Thursday, March 28, 2024
46.0°F

Family

by ELENA JOHNSON/Coeur Voice contributor
| September 12, 2020 1:00 AM

Usually you have to be a regular to meet everybody at the joint.

But at India House all you have to do is fill your gullet.

At least, it was as easy as saying “Chicken korma, please” this Sunday.

In Kootenai County, we’re no strangers to family businesses and mom-and-pops. So Deepika Dhawan, Manoj Kumar, and Nouman Mushtaq are not the first family to share their home cooking or homey feel with the community (and thank goodness, because there’s a special hole in my heart only garlic naan seeped in curry can fill).

But not every lovable family restaurant can perfect the art of introducing each customer to the crew, one by one, in the form of a perfectly timed “Can I get you anything else?” or “How is everything today?”

It’s one of those little “above and beyond”s our local places like to spoil us with. And it’s even more impressive in a new business – which apparently is running smoothly enough for owners to take time to greet guests.

And even more impressively, no one showed any sign of repulsion as we greedily stuffed our faces with kormas, curries, and koftas.

Now that’s class.

Dhawan and Kumar also own Karma Indian Cuisine in Moscow. But that didn’t stop either from being present on Sunday.

Although eventually Mushtaq will take it over from his sister – Dhawan – for now she and Kumar drive daily between Moscow and Post Falls, ensuring the cuisine in either location is up to snuff. Like all great chefs, it seems she wouldn’t stand for poor quality.

They won’t complain about it either. Dhawan says it’s “fun time” for them.

But don’t worry, I won’t go on about the food. Not because it isn’t fantastic, of course, but because I am not at all qualified to review the food scene.

“The err, kofta…ingredients were paired with a uhh, delicious yellow curry of some kind which may or may not have been a light reduction…..”

It would be an insult to chefs, the greater Indian cuisine world, and perhaps even Dhawan.

Besides, it would make us all hungry, despite my incompetence.

But I will go on about our collective spoiling by local restaurants.
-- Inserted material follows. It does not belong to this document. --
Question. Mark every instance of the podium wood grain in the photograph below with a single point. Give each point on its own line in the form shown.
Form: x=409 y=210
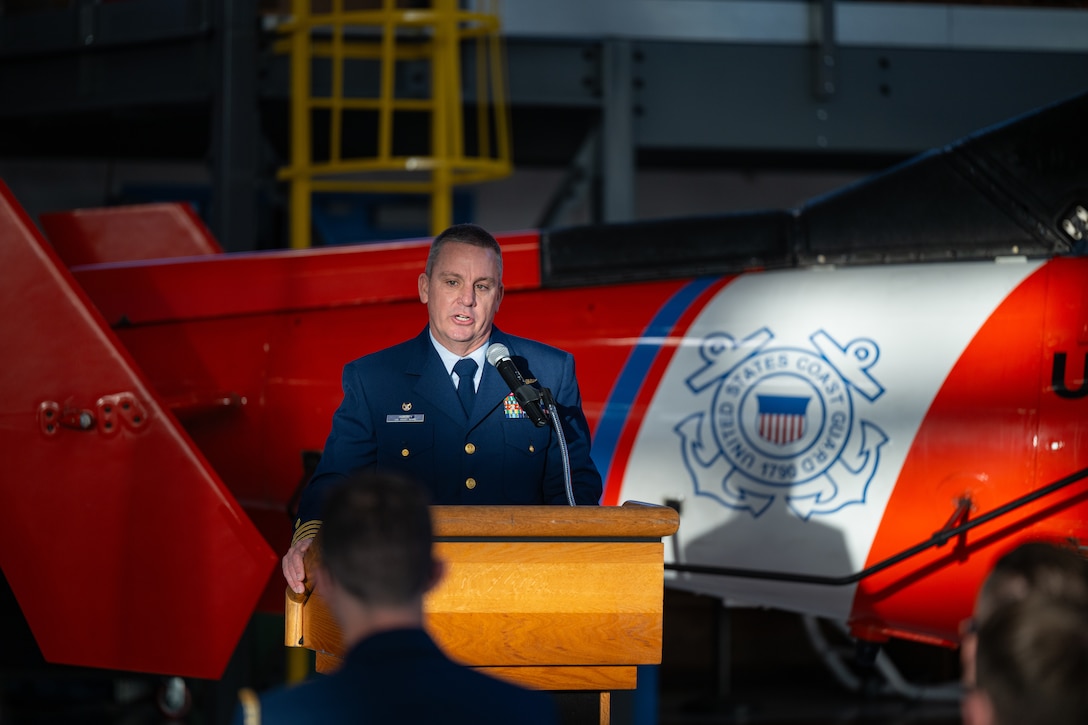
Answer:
x=557 y=598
There’s probably pockets everywhere where you can become the kind of regular where everyone knows your name, but here you probably know the cashiers at the grocery store you only go to once every couple weeks when you pick something up after work. Because they’re that friendly (and okay, the area is on the smaller side for sure).

You notice when there’s new hires at your neighborhood joints. They notice when you change your order – so they’re probably the first to know when you’re on a new diet, trying to cut back on sugar or caffeine, and they might even see your haircut before your own household.

In a way, it kind of keeps us all in the family.